Onze oude infrastructuur uit de tijd van Napoleon past niet meer bij de veranderende wereld. Voorbeelden te over. In de tijd van Napoleon kon je een administratie inrichten met voor iedereen één woonadres. Wel zo eenvoudig. Dat is al lang niet meer zo, en gelukkig volgt de overheid dat. Als je Kamerlid bent en meer dan de helft van de week in een pied-à-terre in Den Haag woont, moet je je daar als inwoner inschrijven. Maar wat als je met je gezin nog een koopwoning in Zeeland bewoont. Mag je dan de hypotheekrente niet meer aftrekken? Gelukkig wel, de Belastingdienst volgt niet letterlijk de basisadministratie in dat geval. Daarom zijn er heel veel definities van adres, of van inkomen.

Een ander voorbeeld. Veel mensen raken zoek als ze zich uitschrijven uit de basisregistratie voor personen. Ze zijn dan, met honderdduizenden anderen, “vertrokken onbekend waarheen”. Voor heel veel overheidszaken is dat lastig, en dus doen we heel erg ons best om die ene administratie op orde te houden. Dat zouden we anders doen in de nieuwe wereld. We zouden dan – bijvoorbeeld als we fraude willen opsporen of juist hulp willen gaan verlenen - online aan allerlei organisaties (UWV, SVB, Gemeente, maar ook bol.com of Wehkamp) vragen “weet jij het adres van xxx ?”. Want in de nieuwe werkelijkheid is de ene administratie niet meer leidend. Google snapt dat, de overheid ook?
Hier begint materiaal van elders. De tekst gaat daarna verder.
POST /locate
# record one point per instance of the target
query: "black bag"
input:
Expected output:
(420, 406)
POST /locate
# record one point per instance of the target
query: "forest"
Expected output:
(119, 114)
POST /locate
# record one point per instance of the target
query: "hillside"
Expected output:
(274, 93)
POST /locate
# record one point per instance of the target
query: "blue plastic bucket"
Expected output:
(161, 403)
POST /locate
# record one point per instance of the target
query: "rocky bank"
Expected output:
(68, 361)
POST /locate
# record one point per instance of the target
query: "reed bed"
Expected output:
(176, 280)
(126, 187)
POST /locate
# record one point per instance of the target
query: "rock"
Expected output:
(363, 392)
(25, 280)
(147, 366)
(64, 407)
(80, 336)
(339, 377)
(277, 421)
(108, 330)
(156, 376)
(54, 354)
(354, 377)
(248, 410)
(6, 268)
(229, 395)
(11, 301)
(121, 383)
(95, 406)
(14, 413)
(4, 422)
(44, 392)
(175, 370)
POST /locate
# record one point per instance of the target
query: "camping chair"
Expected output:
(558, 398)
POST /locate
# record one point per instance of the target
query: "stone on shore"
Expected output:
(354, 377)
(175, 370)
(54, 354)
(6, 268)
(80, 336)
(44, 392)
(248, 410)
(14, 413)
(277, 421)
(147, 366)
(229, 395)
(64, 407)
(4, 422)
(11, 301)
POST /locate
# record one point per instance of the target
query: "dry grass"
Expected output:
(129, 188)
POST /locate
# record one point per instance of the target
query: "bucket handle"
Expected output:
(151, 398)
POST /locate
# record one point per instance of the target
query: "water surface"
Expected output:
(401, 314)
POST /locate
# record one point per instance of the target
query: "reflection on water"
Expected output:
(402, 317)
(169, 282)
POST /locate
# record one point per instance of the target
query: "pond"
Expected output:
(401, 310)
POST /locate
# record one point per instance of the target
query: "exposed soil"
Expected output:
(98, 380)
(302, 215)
Die discrepantie tussen de oude Napoleontische werkelijkheid en de nieuwe wereld is er ook in de zorg. Als een inspectie alleen zou toezien op die zorgondernemers die netjes staan ingeschreven in het Handelsregister zouden heel veel zorgverleners worden overgeslagen. Ambulances die aanrijden op het vestigingsadres in datzelfde Handelsregister van de organisatie die belde lopen het risico dat dat ze niet op het goede adres aankomen (over de kwaliteit van de gegevens dat register stuurde het ministerie van VWS ooit dit rapport aan de Tweede Kamer. Daar kan de Kamer van Koophandel niets aan doen, de administratie is gewoon niet bedoeld om alle zorgverleners en hun typen zorg te registeren).
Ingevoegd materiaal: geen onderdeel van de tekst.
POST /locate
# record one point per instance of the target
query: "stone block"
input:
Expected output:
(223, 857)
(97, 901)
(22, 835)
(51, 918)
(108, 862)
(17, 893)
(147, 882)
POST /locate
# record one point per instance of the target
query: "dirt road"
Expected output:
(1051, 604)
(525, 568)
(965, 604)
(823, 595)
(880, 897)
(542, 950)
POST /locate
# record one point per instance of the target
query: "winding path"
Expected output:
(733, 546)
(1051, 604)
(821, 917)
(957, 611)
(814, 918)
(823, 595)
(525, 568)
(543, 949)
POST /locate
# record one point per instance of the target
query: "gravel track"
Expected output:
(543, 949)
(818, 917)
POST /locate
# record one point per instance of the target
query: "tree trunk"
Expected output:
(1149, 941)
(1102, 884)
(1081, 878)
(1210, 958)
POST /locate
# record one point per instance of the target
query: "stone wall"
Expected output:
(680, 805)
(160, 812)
De frictie tussen de administratieve werkelijkheid en de reële werkelijkheid kan nog bizardere vormen aannemen. Als ouden van dagen wonen in een verzorgingshuis dan hadden ze met een beetje pech last van het feit dat zo’n huis één adres had. Dan werd je gekort op je uitkering vanwege samenwonen. Gelukkig kan nu elk appartement met een douche, toilet en keukentje een eigen adres hebben in de Basisregistratie Adressen en Gebouwen (BAG). Probleem opgelost. Tenminste, totdat in het Handelsregister de relatie tussen dat adres en de vestiging van een ondernemer werd gelegd. Toen had elk verzorgingshuis zomaar ineens tientallen vestigingen, in hetzelfde pand. Het werd nog erger toen VWS, onbewust van dit feit, kwaliteitsinformatie ging vragen per vestiging. Per kamer dus, eigenlijk. Gelukkig is dat opgelost, maar toch: de wereld verandert, de administratie blijft. Het had overigens ook leuke bijkomstigheden: elk oudje in zo’n huis was ook even vestigingsdirecteur.

In de transformatie is niets meer zo eenvoudig als het was. Ik heb de Nederlandse identiteit, maar ook een elektronisch identiteitsbewijs uit Estland. PGB-zorgverleners kunnen ondernemers zijn, maar ook privépersonen. We kennen in allerlei wetten tientallen inkomensbegrippen, en vaak met redenen. En net zoveel adresbegrippen. Het heeft geen zin vast te houden aan het gemak van vroeger.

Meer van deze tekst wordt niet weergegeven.